A 34-year-old impending unrestricted free agent, Pahlsson only has two goals and 11 points in 61 games this season, but comes with a playoff pedigree as a shutdown center and Stanley Cup champion.
Pahlsson was a key part of a checking line with Travis Moen and Rob Niedermayer that played a huge role in Anaheim's 2007 Stanley Cup win, and should get a similar role in Vancouver, especially with Manny Malhotra still struggling to find last season's form.
Pahlsson is just minus-6 this season, but that was third best among the regular forwards on a Blue Jackets team that is dead last in the NHL. His 51.1 faceoff winning percentage will rank behind Malhotra (58.2), Kesler (54.2), and Maxim Lapierre (53.7) with the Canucks, but is notably better than Hodgson's 42.8 success rate in the circle.

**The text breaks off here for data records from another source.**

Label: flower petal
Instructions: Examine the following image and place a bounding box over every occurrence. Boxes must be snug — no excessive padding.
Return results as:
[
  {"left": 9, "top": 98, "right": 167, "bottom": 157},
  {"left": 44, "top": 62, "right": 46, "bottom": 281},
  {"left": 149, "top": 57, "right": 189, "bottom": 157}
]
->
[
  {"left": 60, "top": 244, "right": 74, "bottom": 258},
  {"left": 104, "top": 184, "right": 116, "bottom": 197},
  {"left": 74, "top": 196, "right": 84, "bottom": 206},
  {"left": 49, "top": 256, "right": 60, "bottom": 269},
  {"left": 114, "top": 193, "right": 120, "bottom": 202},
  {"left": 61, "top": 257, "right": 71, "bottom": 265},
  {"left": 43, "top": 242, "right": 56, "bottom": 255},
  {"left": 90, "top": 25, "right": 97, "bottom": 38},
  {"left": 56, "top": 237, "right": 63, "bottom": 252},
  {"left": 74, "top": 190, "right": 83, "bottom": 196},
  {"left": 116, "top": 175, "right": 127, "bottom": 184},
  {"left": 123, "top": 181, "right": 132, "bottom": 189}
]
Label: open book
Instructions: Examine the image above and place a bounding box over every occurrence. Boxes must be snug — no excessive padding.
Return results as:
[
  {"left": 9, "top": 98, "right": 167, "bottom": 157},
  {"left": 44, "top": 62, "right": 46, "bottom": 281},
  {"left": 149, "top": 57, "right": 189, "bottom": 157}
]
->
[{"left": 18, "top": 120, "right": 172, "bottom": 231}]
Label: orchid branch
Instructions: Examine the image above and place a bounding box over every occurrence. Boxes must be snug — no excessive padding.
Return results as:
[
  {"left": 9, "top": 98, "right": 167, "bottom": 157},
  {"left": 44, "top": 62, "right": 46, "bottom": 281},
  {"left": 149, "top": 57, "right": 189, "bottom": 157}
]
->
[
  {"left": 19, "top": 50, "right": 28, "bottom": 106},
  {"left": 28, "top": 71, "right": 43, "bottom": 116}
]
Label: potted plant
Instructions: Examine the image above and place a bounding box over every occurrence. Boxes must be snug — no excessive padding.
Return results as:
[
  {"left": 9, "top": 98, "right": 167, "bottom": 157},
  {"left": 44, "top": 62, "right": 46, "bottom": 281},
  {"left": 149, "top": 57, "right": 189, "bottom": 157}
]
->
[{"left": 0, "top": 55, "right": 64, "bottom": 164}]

"(My game from 2007) hasn't changed much," Pahlsson said on a conference call with Vancouver reporters. "The biggest change has been I haven't been in the playoffs in a few years and haven't won a lot of games lately, so it changes my game, too. … This is a great chance for me to get to the playoffs and get a chance at it again."
The Canucks may be just as happy that he won't be doing it against them, especially good friends Daniel and Henrik Sedin.
Pahlsson had four points and was plus-3 while shutting down and outplaying the twins in the second round of the 2007 playoffs. The Sedins admitted in the past to having difficulty going up against Pahlsson, who lives in their hometown of Ornskoldsvik and played three seasons with them for Modo in the Swedish Elite League.
Now they should help ease his transition to Vancouver.
"They're really good friends of mine," said Pahlsson, who also played with the Sedins on the 2006 Olympic gold-medal winning team. "I look forward to playing with them."